たとえば何だか嫌な感じの人がインターネットで暴露されたり悪く言われたりするのを見てちょっとすっきりしてしまうのとか、お水の女の子たちがお客さんやスポンサーをこき下ろす悪口を面白がってしまうのとか、わかる。少しわかってしまう。そういう時期はある。でも若い頃に一定そういう一面的な悪意を楽しんだとしても、次にはその少しの爽快さと「これって善いことなんだっけ?」の間で揉まれて、そのうち、いや自分が一瞬気持ちよくなるためにこんなこと言うのもそれを笑うのも良くはないじゃんとか、一方的に言われている側にも何か事情があるんだろうなとか、思ってしまうようになると思うのだ。

わざわざ好んで悪意や自己利益の追求に満ちた投稿を見るときに、見たことが自分の意識の一部になること、少なくとも自分が影響を受けるかもしれないことに自覚的でないとしたら、それはちょっと若すぎるのではないかしら。

 

種類も程度も区別せずに不誠実さと悪意の話をしたので、随分話が散らかってしまった。
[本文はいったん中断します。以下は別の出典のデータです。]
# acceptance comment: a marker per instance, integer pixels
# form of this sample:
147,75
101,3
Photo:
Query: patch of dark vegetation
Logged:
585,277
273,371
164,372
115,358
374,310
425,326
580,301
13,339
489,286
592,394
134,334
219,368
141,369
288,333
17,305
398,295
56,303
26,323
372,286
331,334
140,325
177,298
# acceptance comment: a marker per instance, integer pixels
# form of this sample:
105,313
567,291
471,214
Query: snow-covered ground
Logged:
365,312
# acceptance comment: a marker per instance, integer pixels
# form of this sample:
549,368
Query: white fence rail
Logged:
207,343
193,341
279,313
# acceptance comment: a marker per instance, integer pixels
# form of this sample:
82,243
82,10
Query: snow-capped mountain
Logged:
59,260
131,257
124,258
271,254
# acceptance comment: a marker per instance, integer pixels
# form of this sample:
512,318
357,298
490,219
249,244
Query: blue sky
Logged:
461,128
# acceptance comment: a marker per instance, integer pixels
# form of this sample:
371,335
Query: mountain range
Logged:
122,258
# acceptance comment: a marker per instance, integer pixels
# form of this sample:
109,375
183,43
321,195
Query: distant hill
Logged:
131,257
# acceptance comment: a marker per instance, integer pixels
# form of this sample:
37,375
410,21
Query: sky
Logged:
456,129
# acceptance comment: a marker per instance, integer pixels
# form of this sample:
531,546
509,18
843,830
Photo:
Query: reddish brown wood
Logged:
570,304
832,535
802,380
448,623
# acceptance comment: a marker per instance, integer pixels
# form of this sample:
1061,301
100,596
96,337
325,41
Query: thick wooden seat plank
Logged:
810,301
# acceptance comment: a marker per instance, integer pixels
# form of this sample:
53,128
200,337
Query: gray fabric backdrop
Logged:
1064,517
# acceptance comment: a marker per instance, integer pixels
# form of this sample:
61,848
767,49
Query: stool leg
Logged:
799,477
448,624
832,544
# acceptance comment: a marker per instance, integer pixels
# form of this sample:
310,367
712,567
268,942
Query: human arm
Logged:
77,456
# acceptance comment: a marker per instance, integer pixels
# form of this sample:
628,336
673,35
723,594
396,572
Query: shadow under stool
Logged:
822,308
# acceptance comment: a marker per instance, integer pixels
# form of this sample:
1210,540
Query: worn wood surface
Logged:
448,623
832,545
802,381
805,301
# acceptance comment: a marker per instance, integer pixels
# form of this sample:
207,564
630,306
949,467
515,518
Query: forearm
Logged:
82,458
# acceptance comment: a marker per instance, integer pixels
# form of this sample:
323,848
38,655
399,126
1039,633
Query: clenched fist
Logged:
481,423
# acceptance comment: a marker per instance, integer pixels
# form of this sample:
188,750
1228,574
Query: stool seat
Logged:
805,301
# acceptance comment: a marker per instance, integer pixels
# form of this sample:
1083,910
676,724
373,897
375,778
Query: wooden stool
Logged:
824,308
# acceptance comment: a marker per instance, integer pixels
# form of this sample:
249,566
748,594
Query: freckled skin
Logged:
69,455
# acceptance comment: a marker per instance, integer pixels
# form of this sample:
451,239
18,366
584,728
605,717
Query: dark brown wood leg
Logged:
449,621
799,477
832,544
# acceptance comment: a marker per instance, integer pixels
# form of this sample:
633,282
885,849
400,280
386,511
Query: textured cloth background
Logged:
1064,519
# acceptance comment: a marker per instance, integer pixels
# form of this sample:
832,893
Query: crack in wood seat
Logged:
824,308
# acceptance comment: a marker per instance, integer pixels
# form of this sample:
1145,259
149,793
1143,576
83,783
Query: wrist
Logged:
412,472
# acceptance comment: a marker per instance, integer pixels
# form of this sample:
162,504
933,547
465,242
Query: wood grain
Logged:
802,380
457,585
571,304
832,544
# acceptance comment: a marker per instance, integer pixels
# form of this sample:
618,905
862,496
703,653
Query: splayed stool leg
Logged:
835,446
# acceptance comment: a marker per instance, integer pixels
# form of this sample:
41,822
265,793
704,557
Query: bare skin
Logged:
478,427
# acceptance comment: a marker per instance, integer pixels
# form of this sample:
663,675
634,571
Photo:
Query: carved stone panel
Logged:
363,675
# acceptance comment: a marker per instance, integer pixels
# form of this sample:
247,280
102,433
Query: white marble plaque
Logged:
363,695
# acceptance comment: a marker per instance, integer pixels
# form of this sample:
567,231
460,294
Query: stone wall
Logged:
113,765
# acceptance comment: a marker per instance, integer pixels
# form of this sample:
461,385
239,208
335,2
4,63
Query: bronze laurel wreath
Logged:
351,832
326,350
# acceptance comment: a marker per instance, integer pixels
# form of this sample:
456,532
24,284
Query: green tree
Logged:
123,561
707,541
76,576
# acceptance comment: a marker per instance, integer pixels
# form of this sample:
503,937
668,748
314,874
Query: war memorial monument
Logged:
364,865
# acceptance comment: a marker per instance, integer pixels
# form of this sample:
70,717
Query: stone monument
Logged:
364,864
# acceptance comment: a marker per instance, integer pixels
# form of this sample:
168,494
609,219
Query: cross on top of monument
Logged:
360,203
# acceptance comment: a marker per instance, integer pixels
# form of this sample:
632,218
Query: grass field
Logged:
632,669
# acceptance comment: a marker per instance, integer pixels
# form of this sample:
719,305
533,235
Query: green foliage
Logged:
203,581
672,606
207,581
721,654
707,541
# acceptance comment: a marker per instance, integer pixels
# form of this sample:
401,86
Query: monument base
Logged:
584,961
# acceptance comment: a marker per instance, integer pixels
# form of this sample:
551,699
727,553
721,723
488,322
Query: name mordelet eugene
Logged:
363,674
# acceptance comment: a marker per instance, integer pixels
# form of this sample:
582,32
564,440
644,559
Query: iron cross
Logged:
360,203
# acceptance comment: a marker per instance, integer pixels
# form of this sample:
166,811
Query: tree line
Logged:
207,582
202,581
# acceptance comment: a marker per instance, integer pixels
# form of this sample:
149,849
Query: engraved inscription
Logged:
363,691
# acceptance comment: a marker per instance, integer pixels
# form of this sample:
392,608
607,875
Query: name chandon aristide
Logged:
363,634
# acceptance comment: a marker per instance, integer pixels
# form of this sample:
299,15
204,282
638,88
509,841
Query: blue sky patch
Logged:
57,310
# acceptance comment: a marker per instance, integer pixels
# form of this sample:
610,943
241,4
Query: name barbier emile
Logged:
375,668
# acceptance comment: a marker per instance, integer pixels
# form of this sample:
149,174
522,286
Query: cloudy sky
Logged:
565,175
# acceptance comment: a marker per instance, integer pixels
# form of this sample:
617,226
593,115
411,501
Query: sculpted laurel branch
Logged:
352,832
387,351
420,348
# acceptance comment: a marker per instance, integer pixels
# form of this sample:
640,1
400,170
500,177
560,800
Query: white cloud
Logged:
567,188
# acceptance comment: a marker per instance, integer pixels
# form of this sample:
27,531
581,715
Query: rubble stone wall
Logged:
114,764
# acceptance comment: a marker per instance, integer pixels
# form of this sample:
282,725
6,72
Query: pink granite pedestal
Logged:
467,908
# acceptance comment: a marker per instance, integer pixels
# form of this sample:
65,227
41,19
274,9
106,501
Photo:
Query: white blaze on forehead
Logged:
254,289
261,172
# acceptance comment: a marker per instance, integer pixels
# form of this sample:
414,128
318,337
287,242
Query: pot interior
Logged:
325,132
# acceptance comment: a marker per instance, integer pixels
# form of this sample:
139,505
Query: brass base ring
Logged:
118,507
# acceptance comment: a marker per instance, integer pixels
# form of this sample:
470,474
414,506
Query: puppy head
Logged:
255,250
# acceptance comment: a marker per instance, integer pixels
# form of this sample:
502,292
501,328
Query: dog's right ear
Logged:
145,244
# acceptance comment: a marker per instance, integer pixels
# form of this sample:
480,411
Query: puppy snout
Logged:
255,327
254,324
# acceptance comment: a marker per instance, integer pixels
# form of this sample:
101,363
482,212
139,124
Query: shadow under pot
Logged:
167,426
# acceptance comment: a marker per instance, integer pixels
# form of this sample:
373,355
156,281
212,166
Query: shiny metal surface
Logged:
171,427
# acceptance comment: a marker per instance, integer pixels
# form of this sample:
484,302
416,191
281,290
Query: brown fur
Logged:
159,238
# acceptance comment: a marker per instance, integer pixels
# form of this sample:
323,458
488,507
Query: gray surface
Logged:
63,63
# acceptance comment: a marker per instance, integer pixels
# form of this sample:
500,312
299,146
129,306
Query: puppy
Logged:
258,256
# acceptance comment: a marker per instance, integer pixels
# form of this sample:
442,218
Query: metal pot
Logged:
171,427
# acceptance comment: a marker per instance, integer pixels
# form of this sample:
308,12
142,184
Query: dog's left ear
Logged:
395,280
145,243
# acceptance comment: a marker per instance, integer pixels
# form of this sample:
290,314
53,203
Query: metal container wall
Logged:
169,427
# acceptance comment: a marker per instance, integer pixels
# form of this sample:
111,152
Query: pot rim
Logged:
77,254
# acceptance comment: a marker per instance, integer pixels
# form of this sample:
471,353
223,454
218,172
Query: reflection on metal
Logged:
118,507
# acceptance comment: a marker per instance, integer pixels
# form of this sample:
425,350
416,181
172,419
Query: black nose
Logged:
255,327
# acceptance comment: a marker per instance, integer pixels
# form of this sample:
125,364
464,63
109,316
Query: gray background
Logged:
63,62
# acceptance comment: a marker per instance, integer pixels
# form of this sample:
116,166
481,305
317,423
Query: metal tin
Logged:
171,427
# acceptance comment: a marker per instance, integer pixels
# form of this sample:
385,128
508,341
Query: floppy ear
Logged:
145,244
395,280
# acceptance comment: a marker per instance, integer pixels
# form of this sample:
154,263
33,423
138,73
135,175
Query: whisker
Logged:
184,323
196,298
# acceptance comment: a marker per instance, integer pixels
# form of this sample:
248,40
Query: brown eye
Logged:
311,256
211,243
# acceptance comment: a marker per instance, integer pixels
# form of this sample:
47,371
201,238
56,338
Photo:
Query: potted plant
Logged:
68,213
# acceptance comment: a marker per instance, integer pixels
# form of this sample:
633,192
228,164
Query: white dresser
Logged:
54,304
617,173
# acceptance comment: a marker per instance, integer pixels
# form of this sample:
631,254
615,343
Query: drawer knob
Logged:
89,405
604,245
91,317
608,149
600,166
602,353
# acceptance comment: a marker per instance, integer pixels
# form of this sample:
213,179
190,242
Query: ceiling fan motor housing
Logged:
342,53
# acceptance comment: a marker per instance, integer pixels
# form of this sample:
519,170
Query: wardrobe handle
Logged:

とにかく私は、いい年してスカッと感に精神を支配されている人や、露悪的だったり不誠実だったりするアカウントのことをダサいと思っている。

ダサいアカウントは無くならない。ダサくても稼げる方を選ぶ人の、その選択は否定できない。ダサいところが全く無い人はいないけれど、そんなわざわざダサいところだけ煮詰めたような人格を視界に入れたくない、というのが私の感想でしかない自覚はある。

でも小銭稼ぎやスカッと感に呑まれてダサくなっている人をフォローという形で支持している人の、ダサくなっている人を支持している部分だけは多分ずっと受け入れられずにいくのだと思う。

 

好きな人がダサい人を好きだと好きな人までダサく見えてきてしまって悲しいという話でした。最後までお付き合いいただいた方、ありがとうございます。おやすみなさい。